Qual a diferença entre solo urbano e solo rústico em Oeiras?

O solo urbano destina-se à urbanização e à edificação; o solo rústico protege usos agrícolas, florestais, naturais ou de risco, e a edificação é excepcional. Um terreno pode estar em qualquer dos dois no PDM, independentemente do que consta na caderneta predial. A classe concreta lê-se na planta de ordenamento, não na matriz fiscal.

Quais são as condicionantes mais comuns em Oeiras?

As condicionantes com mais expressão são a Reserva Agrícola Nacional (RAN), a Reserva Ecológica Nacional (REN), as áreas da Rede Natura 2000, as zonas inundáveis e a perigosidade de incêndio rural. Esta página mostra a percentagem de cada uma sobre Oeiras quando a cartografia o permite — caso contrário omite o número em vez de o inventar.

Como peço um pedido de informação prévia (PIP) na Câmara de Oeiras?

O PIP submete-se à Câmara Municipal de Oeiras, em regra pelo balcão do urbanismo ou pelo portal municipal, com a identificação do prédio e a descrição da pretensão. A resposta indica se a obra é viável e com que parâmetros. É a via formal para confirmar o que se pode construir antes de avançar com um negócio ou um projecto.

Posso legalizar ou reconstruir uma casa em solo rústico em Oeiras?

Um edifício com existência legal comprovada pode, consoante o PDM de Oeiras, ser objecto de reabilitação ou reconstrução em condições por vezes mais acessíveis do que uma construção de raiz. A legalização de obras sem título depende do regulamento e das condicionantes aplicáveis. Confirme sempre junto da Câmara, de preferência por PIP.

Como se reclassifica um terreno rústico para urbano em Oeiras?

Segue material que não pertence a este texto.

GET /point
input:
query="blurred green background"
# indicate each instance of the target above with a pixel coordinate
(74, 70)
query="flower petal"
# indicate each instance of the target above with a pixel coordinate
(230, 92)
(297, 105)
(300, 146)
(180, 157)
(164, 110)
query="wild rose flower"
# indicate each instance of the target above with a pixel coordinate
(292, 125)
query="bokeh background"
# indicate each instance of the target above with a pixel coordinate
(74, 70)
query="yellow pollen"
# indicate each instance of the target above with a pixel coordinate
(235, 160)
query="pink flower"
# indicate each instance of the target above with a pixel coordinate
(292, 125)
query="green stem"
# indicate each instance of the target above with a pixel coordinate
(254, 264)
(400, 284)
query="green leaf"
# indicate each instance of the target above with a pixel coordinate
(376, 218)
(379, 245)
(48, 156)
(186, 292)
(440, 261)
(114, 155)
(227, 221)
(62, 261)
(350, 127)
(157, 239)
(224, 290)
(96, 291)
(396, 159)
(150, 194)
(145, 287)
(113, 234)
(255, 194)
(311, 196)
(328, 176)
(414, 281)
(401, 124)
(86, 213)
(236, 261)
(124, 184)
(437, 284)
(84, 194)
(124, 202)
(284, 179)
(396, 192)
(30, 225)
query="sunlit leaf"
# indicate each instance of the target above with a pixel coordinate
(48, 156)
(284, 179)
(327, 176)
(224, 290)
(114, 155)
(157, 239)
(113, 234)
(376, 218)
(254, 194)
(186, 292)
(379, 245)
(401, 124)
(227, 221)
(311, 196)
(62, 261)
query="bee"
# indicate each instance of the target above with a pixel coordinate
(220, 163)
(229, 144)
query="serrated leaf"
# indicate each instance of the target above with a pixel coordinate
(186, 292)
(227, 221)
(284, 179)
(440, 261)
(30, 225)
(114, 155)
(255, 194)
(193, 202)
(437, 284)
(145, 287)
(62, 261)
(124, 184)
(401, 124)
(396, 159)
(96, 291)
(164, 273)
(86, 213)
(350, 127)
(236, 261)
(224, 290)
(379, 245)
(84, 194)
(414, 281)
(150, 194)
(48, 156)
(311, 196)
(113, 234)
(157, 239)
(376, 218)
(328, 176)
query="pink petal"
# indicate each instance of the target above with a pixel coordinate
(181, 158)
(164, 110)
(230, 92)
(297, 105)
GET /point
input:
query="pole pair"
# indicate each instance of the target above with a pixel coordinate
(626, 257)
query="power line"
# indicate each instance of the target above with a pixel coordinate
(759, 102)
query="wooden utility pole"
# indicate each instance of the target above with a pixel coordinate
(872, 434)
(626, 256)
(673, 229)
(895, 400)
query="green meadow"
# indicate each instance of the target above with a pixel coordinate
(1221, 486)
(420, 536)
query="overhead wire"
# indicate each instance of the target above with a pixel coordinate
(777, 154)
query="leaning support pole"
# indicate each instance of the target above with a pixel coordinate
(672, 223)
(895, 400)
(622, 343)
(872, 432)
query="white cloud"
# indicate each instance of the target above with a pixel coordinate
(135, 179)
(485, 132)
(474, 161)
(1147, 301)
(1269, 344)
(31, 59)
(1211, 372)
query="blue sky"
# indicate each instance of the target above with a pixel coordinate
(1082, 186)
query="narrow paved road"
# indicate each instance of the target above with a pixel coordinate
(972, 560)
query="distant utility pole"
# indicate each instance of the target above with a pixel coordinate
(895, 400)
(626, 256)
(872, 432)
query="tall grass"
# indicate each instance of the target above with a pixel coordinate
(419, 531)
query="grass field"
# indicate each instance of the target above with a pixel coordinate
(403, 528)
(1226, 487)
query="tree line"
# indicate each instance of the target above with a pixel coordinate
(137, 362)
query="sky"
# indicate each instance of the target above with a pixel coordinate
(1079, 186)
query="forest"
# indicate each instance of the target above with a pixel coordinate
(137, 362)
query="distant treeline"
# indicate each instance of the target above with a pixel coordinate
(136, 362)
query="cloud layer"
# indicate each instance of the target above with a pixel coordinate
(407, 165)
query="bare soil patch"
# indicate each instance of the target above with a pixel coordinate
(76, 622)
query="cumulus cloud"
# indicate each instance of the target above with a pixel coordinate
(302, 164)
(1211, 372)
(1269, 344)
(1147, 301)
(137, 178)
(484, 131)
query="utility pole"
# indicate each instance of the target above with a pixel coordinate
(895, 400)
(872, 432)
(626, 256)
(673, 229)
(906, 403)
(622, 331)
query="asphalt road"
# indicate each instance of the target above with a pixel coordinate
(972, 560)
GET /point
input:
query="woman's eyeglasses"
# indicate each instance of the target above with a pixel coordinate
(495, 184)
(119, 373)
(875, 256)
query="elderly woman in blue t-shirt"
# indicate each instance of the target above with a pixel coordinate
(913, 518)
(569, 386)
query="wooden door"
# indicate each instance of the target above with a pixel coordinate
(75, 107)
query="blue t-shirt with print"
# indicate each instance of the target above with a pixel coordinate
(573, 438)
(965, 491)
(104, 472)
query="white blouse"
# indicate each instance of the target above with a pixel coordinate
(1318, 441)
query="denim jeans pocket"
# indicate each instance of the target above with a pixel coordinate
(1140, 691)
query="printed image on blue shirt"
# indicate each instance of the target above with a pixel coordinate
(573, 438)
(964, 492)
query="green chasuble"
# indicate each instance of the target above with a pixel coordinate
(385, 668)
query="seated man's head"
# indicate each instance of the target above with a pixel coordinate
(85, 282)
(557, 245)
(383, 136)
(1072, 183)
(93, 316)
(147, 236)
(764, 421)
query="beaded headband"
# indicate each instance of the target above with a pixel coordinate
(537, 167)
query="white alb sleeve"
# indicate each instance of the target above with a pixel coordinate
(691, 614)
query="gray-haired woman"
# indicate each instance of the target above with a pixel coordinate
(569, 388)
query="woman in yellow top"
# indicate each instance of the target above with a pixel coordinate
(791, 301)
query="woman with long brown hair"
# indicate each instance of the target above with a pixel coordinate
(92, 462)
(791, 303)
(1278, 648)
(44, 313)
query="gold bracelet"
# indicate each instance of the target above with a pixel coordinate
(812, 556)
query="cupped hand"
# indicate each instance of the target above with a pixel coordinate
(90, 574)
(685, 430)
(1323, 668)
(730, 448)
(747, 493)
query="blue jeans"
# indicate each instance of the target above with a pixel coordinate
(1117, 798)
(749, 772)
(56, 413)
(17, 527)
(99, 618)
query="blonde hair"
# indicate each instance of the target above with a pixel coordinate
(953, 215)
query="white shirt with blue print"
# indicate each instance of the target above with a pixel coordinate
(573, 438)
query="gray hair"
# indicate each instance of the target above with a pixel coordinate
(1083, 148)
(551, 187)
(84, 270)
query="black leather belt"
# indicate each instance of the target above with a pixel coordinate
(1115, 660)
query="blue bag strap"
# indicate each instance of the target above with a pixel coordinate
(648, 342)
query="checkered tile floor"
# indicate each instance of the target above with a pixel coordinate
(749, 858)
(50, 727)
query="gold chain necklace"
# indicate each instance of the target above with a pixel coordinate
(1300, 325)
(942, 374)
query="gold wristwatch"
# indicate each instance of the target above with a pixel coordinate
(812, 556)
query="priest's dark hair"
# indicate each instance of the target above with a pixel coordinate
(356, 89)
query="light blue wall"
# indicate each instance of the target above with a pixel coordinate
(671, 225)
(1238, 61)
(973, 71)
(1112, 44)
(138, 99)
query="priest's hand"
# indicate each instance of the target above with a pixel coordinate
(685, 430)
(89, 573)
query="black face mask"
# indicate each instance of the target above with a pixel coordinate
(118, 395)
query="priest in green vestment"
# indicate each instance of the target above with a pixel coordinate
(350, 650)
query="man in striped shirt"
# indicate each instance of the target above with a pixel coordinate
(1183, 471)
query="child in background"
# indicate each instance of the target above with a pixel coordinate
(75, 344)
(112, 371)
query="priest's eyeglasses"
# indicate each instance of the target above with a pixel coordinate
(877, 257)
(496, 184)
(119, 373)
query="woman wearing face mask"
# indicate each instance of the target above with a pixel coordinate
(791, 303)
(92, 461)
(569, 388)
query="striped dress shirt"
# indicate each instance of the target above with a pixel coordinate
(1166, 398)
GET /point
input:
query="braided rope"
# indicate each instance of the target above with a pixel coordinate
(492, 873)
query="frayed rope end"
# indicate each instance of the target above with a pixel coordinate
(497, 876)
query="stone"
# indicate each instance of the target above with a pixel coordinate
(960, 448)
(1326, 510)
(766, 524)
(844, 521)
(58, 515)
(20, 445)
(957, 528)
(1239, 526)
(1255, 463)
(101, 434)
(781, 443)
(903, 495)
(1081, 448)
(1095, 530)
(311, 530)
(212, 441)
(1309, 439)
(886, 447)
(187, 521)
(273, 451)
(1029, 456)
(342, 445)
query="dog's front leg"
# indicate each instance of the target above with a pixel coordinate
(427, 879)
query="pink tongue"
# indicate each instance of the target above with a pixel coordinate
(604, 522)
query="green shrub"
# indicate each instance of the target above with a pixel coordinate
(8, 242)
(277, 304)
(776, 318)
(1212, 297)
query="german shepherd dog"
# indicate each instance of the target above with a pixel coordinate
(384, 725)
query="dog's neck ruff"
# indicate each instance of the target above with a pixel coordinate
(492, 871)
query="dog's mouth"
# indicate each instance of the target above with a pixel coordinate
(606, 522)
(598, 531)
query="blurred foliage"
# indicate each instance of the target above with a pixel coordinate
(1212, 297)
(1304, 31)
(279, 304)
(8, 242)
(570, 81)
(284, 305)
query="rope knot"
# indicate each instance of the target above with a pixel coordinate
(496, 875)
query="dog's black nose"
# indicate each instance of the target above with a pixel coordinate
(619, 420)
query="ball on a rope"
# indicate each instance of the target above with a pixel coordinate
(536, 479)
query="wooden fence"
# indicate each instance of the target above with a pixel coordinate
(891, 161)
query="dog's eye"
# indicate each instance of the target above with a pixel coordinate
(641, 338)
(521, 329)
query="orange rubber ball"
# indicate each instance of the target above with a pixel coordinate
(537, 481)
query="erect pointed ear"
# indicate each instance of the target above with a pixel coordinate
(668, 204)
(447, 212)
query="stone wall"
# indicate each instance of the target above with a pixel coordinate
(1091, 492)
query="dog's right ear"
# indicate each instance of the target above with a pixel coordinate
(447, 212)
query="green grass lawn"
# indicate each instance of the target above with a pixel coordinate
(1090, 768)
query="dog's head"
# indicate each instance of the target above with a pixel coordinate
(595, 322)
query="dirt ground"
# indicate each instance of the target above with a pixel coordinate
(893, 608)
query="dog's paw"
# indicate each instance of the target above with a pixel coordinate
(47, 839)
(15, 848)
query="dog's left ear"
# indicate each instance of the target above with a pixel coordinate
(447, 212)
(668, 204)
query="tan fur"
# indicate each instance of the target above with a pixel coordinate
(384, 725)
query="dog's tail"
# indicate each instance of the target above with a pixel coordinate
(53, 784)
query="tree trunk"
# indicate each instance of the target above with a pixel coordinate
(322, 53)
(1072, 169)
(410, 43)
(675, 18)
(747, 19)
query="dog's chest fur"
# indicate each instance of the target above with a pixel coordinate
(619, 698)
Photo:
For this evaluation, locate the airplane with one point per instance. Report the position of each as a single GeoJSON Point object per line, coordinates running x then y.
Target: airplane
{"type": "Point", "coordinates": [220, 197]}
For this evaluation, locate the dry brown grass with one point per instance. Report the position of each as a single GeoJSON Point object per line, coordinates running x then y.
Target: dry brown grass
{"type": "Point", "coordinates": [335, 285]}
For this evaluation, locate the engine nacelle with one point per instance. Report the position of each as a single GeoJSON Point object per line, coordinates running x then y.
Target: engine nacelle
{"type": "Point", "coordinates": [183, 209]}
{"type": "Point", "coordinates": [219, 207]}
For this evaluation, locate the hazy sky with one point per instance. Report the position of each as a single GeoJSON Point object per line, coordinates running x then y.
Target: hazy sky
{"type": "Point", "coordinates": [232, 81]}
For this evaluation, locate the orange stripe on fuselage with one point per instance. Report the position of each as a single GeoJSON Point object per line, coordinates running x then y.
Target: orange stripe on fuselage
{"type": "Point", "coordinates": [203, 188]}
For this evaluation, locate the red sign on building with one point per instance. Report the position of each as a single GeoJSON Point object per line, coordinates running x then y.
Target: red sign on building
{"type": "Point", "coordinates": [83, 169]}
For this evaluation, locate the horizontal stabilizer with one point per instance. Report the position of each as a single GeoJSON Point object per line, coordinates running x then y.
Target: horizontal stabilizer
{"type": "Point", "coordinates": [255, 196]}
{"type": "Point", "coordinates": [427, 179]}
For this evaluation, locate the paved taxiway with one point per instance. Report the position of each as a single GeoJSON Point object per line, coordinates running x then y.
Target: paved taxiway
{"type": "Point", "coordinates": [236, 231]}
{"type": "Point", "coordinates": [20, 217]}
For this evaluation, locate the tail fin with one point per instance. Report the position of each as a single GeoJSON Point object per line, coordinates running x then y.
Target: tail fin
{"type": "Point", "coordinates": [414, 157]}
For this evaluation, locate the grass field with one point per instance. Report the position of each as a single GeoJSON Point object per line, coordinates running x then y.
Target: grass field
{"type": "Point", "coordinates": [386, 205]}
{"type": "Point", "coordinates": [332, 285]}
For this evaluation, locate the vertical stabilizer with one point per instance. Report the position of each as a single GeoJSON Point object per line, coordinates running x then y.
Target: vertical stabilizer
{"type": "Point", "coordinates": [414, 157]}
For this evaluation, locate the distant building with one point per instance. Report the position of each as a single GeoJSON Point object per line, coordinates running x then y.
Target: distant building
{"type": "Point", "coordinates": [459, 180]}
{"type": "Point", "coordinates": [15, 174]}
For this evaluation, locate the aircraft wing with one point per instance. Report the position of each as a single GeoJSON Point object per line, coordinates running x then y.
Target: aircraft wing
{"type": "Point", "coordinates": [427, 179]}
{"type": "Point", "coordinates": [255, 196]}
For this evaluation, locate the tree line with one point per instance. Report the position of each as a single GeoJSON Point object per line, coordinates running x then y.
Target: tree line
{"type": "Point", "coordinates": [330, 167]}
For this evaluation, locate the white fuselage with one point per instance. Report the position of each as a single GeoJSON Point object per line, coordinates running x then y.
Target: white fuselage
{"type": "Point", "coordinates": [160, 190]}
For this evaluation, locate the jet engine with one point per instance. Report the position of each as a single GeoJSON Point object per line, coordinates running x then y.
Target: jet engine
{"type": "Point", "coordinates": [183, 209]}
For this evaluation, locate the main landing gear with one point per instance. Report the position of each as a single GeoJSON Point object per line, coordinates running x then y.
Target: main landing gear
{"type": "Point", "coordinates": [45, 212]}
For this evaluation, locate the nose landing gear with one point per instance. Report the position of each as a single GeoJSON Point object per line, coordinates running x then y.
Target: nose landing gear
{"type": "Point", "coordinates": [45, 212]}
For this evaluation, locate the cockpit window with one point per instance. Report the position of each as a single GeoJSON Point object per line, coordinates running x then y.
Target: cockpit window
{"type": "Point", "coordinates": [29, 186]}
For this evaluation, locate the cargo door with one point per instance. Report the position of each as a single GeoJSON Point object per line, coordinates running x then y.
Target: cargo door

A reclassificação de solo rústico para urbano é uma decisão da Câmara Municipal no âmbito do plano, sujeita a condições estritas do RJIGT (desde 2025, em regra, contiguidade com solo urbano e uma componente de habitação acessível ou pública). Não é um direito do proprietário nem se obtém por um pedido individual de construção.

Onde vejo a planta de ordenamento do PDM de Oeiras online?

Esta página reúne a planta de ordenamento — ou o limite do concelho, quando a cartografia de classes ainda não está ingerida —, as condicionantes e o regulamento do PDM de Oeiras, a partir das fontes oficiais. Para o documento original, siga a ligação ao Diário da República (DRE).